I absolutely LOVED this story. This is truly a beautiful story of two women journey to the ultimate love of life, our Heavenly Father. I thoroughly enjoyed every minute of reading this book. It tells of life, love, hurt, healing and restoration. Most of all it reminds us that always through everything .god and his love for us is what takes us through every difficulty, joy and circumstances that we face even when we don't always see and recognize it. I like that Sierra and her ancestor Mary both saw it in time. I loved the prayers of their heart to our precious father in heaven, I am moved to tears by them. The love story between Sierra and Alex really touched me and I grieved at the hurt they all went through. I was of course delighted by their reconciliation and wish that every marriage which breaks down would get a chance for healing like that. Francine Rivers has done another excellent job and I applaud her on The Scarlett Thread. I highly recommend this book to all readers
The Scarlet Thread by Francine Rivers is NOT my favorite book. It probably never will be, no matter how many times I read it. I can't even say I like Sierra, the main character of the novel, or what she does, or Alex, the other main character. Why not? Because reading this book is like holding up a mirror and looking at myself, square in the face. Never did I feel I was inside Sierra's mind, but often I felt she had invaded mine.
This novel actually is a story within a story, telling the story of Sierra along side the story of Mary Katherine. Both left their comfortable life among family to follow their husbands, and did this unwillingly. Though many years separated them, the two stories (Mary Katherine's narrative told through her journal which survived all those centuries) are closer than is comfortable. This clearly shows that humans through the ages have battled the same enemy. Ms. Rivers does not hesitate to write about the hard issues, and does not gloss over the repercussions that might arise from them.

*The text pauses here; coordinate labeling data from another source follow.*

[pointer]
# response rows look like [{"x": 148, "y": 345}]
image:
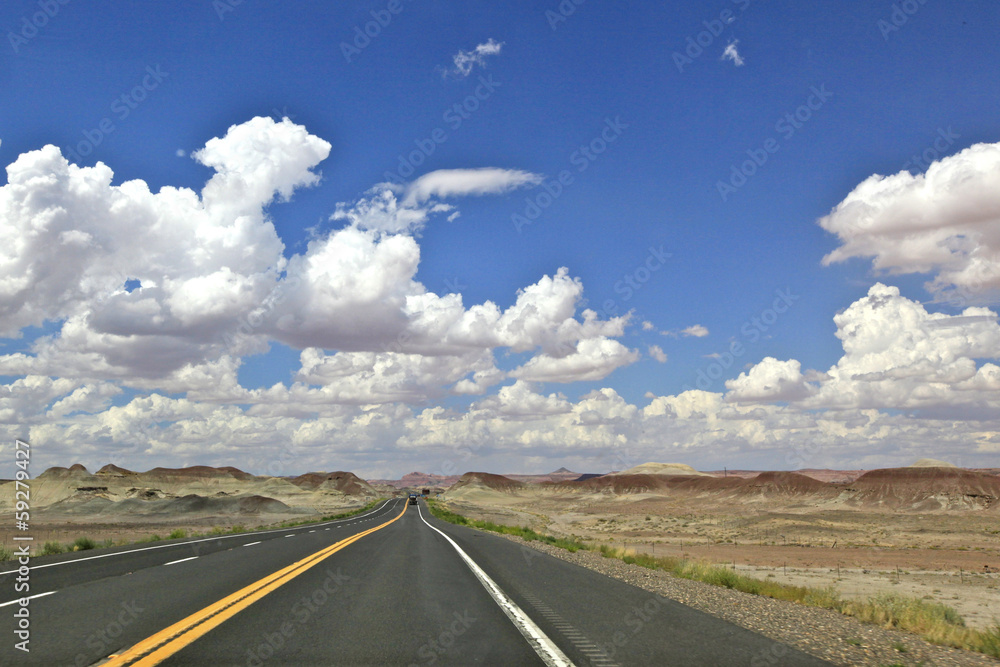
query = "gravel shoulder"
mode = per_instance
[{"x": 826, "y": 634}]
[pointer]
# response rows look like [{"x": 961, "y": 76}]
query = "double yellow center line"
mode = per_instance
[{"x": 157, "y": 648}]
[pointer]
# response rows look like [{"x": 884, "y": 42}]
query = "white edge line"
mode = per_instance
[
  {"x": 173, "y": 562},
  {"x": 179, "y": 544},
  {"x": 30, "y": 597},
  {"x": 546, "y": 649}
]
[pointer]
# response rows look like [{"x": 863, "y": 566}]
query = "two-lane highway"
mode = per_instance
[{"x": 393, "y": 587}]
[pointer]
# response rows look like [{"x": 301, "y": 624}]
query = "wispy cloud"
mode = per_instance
[
  {"x": 466, "y": 61},
  {"x": 695, "y": 330},
  {"x": 732, "y": 54}
]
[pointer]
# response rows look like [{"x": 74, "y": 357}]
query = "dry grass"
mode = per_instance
[{"x": 935, "y": 622}]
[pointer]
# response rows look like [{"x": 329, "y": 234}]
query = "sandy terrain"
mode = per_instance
[
  {"x": 124, "y": 506},
  {"x": 947, "y": 555}
]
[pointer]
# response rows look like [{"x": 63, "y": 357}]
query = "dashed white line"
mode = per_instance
[
  {"x": 165, "y": 546},
  {"x": 174, "y": 562}
]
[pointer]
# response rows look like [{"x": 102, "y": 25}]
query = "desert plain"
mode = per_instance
[{"x": 930, "y": 530}]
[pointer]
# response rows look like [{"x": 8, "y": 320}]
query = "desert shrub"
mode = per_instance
[
  {"x": 83, "y": 544},
  {"x": 51, "y": 548}
]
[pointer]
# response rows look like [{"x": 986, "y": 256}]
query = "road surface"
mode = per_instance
[{"x": 390, "y": 587}]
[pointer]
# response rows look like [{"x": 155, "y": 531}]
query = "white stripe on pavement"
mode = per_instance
[
  {"x": 546, "y": 649},
  {"x": 32, "y": 597},
  {"x": 174, "y": 562}
]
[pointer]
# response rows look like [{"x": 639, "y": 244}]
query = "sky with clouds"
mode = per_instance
[{"x": 392, "y": 236}]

This is truly a romantic story, not so much between husband and wife, though that is definitely there, but between God and His crowning creation. How He pursues us, and uses our choices and decisions to call us to Him. How He is always there, waiting for us to turn to Him at our lowest point, when we feel the most insignificant and always loving us, even when our determination is to have nothing to do with Him.
So even though this is not my favorite book by Francine Rivers, this is one that has a permanent and prominent spot on my bookselves.